Un accordo tra Eni – la cui pertinenza sull’area è pari al 95 per cento – e regione Toscana, siglato nel 2019, prevede la realizzazione di un nuovo impianto destinato a bruciare ogni anno fino a 200mila tonnellate di plastica non riciclabile e combustibile solido secondario. Con un investimento da 250 milioni di euro, l’obiettivo sarà quello di produrre metanolo da utilizzare come carburante.

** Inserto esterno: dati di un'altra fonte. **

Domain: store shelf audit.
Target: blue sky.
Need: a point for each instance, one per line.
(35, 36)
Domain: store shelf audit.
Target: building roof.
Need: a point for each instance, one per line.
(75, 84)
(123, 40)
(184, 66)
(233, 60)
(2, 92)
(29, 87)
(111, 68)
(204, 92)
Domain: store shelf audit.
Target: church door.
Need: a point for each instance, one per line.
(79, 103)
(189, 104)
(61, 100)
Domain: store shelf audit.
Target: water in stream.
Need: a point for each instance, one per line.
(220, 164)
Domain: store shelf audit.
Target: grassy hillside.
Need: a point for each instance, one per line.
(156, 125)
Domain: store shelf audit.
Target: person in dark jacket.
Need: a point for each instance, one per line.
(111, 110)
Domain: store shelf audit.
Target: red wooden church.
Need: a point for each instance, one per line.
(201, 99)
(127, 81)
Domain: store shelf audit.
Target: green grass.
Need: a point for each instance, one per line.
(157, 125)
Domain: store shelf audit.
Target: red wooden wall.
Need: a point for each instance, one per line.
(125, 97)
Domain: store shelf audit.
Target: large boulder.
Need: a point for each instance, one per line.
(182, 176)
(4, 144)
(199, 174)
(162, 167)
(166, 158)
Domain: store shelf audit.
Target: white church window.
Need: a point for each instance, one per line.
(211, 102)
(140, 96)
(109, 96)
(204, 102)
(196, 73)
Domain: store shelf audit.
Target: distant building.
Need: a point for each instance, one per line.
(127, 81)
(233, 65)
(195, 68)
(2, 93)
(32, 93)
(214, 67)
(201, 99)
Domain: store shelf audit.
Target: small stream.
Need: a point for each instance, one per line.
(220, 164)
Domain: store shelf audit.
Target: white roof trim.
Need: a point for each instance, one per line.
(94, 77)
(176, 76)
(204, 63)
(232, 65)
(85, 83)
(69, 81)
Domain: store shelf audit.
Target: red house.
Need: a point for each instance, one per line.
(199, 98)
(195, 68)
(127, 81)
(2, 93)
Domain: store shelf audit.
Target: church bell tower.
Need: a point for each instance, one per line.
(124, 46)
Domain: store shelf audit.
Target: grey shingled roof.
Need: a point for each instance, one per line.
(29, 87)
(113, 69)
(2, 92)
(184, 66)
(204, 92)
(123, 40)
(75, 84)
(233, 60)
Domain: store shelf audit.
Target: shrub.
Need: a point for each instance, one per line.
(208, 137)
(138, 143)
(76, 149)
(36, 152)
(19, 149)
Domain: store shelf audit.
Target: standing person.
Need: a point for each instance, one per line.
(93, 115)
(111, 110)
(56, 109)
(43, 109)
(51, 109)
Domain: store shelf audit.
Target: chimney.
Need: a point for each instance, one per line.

L’operazione, secondo Greenpeace, rischierebbe di essere pagata con le risorse del Piano nazionale di ripresa e resilienza (Pnrr). “I bandi per l’economia circolare pubblicati di recente dal ministero della Transizione ecologica prevedono l’erogazione di finanziamenti per realizzare nuovi impianti waste to chemical per la produzione di metanolo/etanolo/idrogeno per plastiche circolari, prodotti chimici e biocarburanti. Un bando che sembra cucito su misura per realizzare il nuovo impianto di Eni nel Sin di Livorno”.

Trasformare gli scarti plastici non riciclabili e usarli come carburanti sposta solo il problema da un comparto ambientale all’altro. L’area necessita invece di una bonifica, prima che altri incendi mettano in serio pericolo – più di quanto stanno già facendo – la vita dei cittadini livornesi.